The bill aims to amend the Broadcasting Services Act 1992, granting the Australian Communications and Media Authority (ACMA) the power to combat online misinformation and disinformation. ACMA would require platforms to report on their measures to combat ‘fake news’ and could alter existing media codes of practice or introduce new codes if stronger protections are necessary. ACMA would also be able to set enforceable standards for digital service providers.

While the government reassures that the bill will not involve content removal from platforms, critics argue that its definitions lack clarity and could lead to the censorship of unpopular or controversial opinions. Misinformation and disinformation are false, misleading, or deceptive information likely to cause serious harm. The Law Council of Australia warns of confusion and subjective application due to the broadness and imprecision of these definitions. The Australian Human Rights Commission (AHRC) expresses concerns that the bill’s broad definitions may result in labelling unpopular opinions as misinformation and subsequent censorship.

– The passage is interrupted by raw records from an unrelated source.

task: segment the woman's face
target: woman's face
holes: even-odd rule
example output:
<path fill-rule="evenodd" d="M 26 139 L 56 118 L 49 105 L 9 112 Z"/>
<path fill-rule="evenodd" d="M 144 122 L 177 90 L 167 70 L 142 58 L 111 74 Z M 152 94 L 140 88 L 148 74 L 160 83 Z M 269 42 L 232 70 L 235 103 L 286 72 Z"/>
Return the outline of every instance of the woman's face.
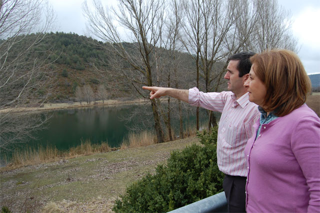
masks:
<path fill-rule="evenodd" d="M 264 82 L 256 76 L 254 64 L 251 66 L 249 78 L 244 82 L 244 86 L 249 92 L 249 100 L 263 108 L 262 103 L 266 94 L 266 88 Z"/>

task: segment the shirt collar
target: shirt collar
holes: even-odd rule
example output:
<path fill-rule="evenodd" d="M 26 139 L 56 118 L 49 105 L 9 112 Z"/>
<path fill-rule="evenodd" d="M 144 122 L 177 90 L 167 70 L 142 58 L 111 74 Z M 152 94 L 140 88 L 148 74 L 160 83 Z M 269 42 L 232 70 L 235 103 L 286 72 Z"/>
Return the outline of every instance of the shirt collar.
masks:
<path fill-rule="evenodd" d="M 268 124 L 274 119 L 278 118 L 274 114 L 274 112 L 270 112 L 269 115 L 266 116 L 266 112 L 264 110 L 261 106 L 258 106 L 258 110 L 260 112 L 260 124 Z"/>
<path fill-rule="evenodd" d="M 244 107 L 249 102 L 249 92 L 246 92 L 243 94 L 242 96 L 239 98 L 238 100 L 236 100 L 236 97 L 235 94 L 233 94 L 232 96 L 232 98 L 234 100 L 233 107 L 236 107 L 238 105 L 240 105 L 242 108 Z"/>

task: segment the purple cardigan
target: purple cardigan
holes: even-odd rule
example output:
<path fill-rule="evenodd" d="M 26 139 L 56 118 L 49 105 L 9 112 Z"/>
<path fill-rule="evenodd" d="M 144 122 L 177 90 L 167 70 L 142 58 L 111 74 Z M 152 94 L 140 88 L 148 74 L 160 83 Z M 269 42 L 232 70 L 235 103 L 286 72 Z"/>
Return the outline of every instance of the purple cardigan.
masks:
<path fill-rule="evenodd" d="M 254 125 L 256 132 L 258 120 Z M 262 124 L 244 150 L 248 212 L 320 212 L 320 120 L 306 104 Z"/>

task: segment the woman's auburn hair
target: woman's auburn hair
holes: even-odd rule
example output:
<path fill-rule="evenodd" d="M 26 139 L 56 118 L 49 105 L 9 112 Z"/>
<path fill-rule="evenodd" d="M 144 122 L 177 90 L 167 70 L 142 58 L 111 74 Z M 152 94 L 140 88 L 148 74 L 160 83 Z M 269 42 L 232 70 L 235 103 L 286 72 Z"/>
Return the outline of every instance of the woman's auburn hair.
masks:
<path fill-rule="evenodd" d="M 298 56 L 287 50 L 272 50 L 250 58 L 256 75 L 266 88 L 264 109 L 284 116 L 302 105 L 311 82 Z"/>

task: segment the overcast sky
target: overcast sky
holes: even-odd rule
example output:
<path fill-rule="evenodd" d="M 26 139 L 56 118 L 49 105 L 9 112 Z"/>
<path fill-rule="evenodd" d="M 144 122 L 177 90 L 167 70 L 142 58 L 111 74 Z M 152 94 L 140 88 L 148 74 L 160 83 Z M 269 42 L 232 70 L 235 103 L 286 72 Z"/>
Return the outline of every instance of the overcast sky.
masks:
<path fill-rule="evenodd" d="M 86 34 L 86 20 L 82 10 L 84 0 L 49 1 L 57 16 L 55 31 Z M 102 2 L 104 5 L 116 4 L 116 0 Z M 278 0 L 278 2 L 291 11 L 292 32 L 300 47 L 298 56 L 306 72 L 320 73 L 320 0 Z"/>

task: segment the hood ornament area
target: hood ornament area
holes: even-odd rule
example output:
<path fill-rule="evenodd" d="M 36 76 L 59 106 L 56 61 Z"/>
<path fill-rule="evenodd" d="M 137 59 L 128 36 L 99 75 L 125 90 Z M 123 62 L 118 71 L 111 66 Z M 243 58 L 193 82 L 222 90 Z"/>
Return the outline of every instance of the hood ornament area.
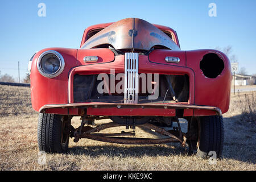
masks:
<path fill-rule="evenodd" d="M 144 20 L 127 18 L 113 23 L 87 40 L 82 46 L 89 49 L 110 44 L 115 49 L 149 51 L 155 46 L 180 50 L 174 40 Z"/>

Furthermore, the bill identifies the ‘disruption of public order or society in Australia’ as a form of harm but fails to clarify what constitutes such disruption. Critics argue that this concept of harm is prone to misuse, with historically critical social movements considered ‘disruptive’ by governments and powerful interests. There is concern that online campaigns on issues such as Australian refugee policy, taxation laws, or institutionalised racism could be labelled as misinformation, even if they have a factual basis.

Why does it matter?

Despite its aim to combat harmful misinformation, the bill requires amendments to address imprecise terminology and the potential for censorship. If passed without necessary changes, the account could jeopardise democracy instead of defending it. The bill is yet to be debated, allowing amendments to be made.